林衍趴在地上,脸贴着冰冷的水泥地,嘴里全是血,右手像被抽干了所有力气,软塌塌地摊在身侧。阿坤的脚步声已经远了,那三个人也走了,巷子里空荡荡的,只有风卷着几片枯叶从他身边掠过,沙沙的,像是在替他叹气。
张磊蹲在他旁边,想扶他,手伸到一半又缩回去——他那双手缠着绷带,使不上劲,根本扶不起来。他的嘴唇动了动,像是想说什么,但什么都没说出来,只是把旁边那瓶水拧开,递到林衍嘴边。林衍没张嘴,水顺着瓶口淌出来,淌到地上,洇开一小团深色,和他嘴角淌下来的血混在一起,分不清哪是水哪是血。

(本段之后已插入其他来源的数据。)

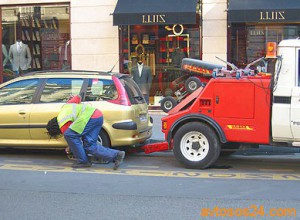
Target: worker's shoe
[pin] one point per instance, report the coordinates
(119, 159)
(81, 165)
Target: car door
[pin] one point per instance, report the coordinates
(54, 94)
(15, 105)
(295, 100)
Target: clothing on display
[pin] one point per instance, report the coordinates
(20, 57)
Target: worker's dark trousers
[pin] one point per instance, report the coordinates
(87, 142)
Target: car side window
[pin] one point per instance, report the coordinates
(134, 93)
(60, 89)
(20, 92)
(101, 89)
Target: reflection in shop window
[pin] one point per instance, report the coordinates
(249, 42)
(35, 38)
(161, 48)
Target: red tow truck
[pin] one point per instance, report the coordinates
(240, 106)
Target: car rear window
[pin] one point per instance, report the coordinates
(101, 90)
(20, 92)
(134, 93)
(60, 89)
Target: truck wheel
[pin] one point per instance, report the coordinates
(192, 84)
(196, 145)
(168, 103)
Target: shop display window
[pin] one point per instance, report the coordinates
(161, 47)
(35, 38)
(248, 42)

过了很久,林衍动了。他撑着地,慢慢爬起来,右手先撑了一下,疼得他眼前发黑,换了左手,一点一点把身体撑起来。张磊在旁边看着,手伸着,不知道该放在哪儿。
林衍坐在地上,大口喘气,鼻梁可能断了,嘴角裂了一道口子,血从那里往外渗。他低头看自己的右手,肿得老高,手心里那团血光已经散了,只剩下几道旧伤疤在月光下泛着暗红色的光。他攥了攥拳头,疼,但能攥住。他又攥了一下,更疼了,但攥得更紧了。
“再来。”他说。
张磊愣住了,看着他摇摇晃晃站起来,走到空地中央,摆好姿势,右手垂在身侧,左手举起来,对着空气打了一拳。那一拳没什么力气,风都没带起来,但他没停,又打了一拳,再打一拳,一拳比一拳重,一拳比一拳稳,打到第七拳的时候,空气炸开一声闷响,像有什么东西在拳头里爆开了。
张磊站在空地边缘,看着那个歪歪扭扭的身影,看着那只举起来的左手,看着那条垂在身侧、还在淌血的右手。他攥紧自己那双手,绷带下面的伤口又裂开了,血从纱布里渗出来,一滴一滴落在地上,但他没觉得疼。他只是看着,看着,像一棵种在水泥地上的树,风吹不动,雨打不倒,就那么站着。
远处,天边泛起一线鱼肚白,灰蒙蒙的,冷的。但空地上那团歪歪扭扭的影子,还在动,还在打,还在往前挪。